Stewart, M.B., (2006), -redprob- A Stata program for the Heckman estimator of the random effects dynamic probit model, http://www2.warwick.ac.uk/fac/soc/economics/staff/faculty/stewart/stata/redprobnote.pdf

Conditional analysis

Data description (unionred1.dat)

Number of observations = 3995

Number of cases = 799

The variables include the following:

idcode=NLSY subject identifier code

year=interview year

age=age in current year

not_smsa=1 if living outside a standard metropolitan statistical area, 0 otherwise

south=1 if south, 0 otherwise

union=1 if wage is collectively negotiated, 0 otherwise

t0= year-70

southXt=1 if resident in south, 0 otherwise

black=1 if race black, 0 otherwise

tper=panel wave

lagunion=the value of union in the previous interval

d=2 for all responses, as all responses are post baseline.

d1=0 for all responses, as all responses are post baseline

d2=1 for all responses, as all responses are post baseline

baseunion=1 if union=1 in 1978, 0 otherwise

The first few rows and columns of unionred1.dat look like

Exercise

1)      Estimate a heterogeneous probit (level-2 with idcode, mass 24) model of trade union membership (union), with a constant and the lagged union membership variable (lagunion), age, grade, and southXt regressors.

2)      Add the initial condition of trade union membership in 1978 (baseunion) to the previous model. How does the inference on the lagged response (lagunion) and the scale effects differ between the two models.
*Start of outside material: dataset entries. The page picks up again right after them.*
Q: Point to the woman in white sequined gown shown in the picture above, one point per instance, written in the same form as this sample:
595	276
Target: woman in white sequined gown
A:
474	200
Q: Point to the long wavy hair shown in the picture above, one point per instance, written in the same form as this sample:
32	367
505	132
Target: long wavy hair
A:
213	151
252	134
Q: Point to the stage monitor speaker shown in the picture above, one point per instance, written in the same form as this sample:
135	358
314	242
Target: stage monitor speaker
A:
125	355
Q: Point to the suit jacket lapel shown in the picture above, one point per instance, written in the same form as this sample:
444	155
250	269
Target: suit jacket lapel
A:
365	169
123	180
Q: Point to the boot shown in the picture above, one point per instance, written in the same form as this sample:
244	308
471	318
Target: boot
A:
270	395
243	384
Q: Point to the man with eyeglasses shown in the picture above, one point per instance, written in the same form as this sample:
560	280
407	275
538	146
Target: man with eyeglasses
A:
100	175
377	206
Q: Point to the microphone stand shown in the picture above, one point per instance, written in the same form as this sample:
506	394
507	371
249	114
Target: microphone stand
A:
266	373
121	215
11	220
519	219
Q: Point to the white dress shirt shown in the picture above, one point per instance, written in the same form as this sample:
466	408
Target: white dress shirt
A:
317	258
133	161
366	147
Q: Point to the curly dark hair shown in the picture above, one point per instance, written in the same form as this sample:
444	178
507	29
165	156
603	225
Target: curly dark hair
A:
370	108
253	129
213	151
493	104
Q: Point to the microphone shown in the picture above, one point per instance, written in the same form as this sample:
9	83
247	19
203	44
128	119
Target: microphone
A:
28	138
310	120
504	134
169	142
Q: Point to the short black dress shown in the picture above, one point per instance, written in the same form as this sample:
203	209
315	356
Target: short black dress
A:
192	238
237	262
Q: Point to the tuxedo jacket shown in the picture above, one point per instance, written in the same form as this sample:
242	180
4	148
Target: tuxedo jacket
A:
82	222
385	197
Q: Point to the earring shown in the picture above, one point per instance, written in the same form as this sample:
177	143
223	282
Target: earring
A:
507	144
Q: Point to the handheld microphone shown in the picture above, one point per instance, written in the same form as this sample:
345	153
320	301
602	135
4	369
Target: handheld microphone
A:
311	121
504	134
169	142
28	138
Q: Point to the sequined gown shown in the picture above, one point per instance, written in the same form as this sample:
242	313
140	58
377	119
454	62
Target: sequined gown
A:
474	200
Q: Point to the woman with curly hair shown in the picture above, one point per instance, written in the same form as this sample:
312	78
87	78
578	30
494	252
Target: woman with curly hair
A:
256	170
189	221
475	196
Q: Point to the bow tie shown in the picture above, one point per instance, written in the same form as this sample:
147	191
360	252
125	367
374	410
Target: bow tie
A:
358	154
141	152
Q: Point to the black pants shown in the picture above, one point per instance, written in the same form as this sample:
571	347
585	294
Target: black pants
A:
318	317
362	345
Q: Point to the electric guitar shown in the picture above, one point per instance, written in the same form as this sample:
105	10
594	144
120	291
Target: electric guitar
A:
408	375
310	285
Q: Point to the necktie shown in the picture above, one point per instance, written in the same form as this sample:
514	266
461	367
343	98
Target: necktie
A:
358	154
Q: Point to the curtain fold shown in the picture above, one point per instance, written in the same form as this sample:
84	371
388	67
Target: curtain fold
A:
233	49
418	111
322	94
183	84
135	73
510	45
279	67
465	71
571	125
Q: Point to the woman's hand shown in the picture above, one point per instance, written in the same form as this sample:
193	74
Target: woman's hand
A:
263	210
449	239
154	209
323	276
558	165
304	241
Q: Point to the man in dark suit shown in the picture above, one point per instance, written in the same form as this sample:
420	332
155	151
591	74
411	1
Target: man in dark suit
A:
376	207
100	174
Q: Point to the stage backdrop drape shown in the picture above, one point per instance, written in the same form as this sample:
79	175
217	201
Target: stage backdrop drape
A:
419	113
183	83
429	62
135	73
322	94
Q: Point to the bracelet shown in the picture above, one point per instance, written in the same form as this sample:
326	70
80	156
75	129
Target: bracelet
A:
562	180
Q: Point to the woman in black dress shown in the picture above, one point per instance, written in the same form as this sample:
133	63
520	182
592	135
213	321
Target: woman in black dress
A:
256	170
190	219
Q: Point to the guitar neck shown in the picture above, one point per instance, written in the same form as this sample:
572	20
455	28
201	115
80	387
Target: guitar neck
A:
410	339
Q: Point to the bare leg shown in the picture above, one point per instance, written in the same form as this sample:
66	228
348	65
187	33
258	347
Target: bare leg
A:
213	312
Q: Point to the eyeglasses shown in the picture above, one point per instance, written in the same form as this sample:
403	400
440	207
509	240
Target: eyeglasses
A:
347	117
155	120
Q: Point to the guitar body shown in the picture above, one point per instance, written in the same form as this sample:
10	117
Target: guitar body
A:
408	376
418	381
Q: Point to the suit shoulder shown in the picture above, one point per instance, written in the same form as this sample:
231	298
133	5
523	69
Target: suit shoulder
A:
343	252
Joint analysis of the initial condition and subsequent responses

Data description (unionred.dat)

Number of observations = 4794

Number of cases = 799

The variables are the same as unionred1.dat except that this time the variables

d, d1 and d2 take more values.

d=1, for the initial response, 2 if a subsequent response

d1=1 if d=1, 0 otherwise

d2=1 if d=2, 0 otherwise

The first few rows and columns of unionred.dat look like

Exercise

1)      Estimate a common random effect common scale joint probit model (mass 24) of trade union membership (union). Use constants in both linear predictors. Use the d1 and d2 dummy variables to set up the linear predictors. For the initial response use the regressors: age, grade, southXt and not_smsa. For the subsequent response use the regressors: lagged union membership variable (lagunion), age, grade, southXt. What does this model suggest about state dependence and unobserved heterogeneity?

2)      Re-estimate the model allowing the scale parameters for the initial and subsequent responses to be different. Is this a significant improvement over the common scale parameter model?

3)      To the different scale model add the initial or baseline response (baseunion). Does this make a significant improvement to the model?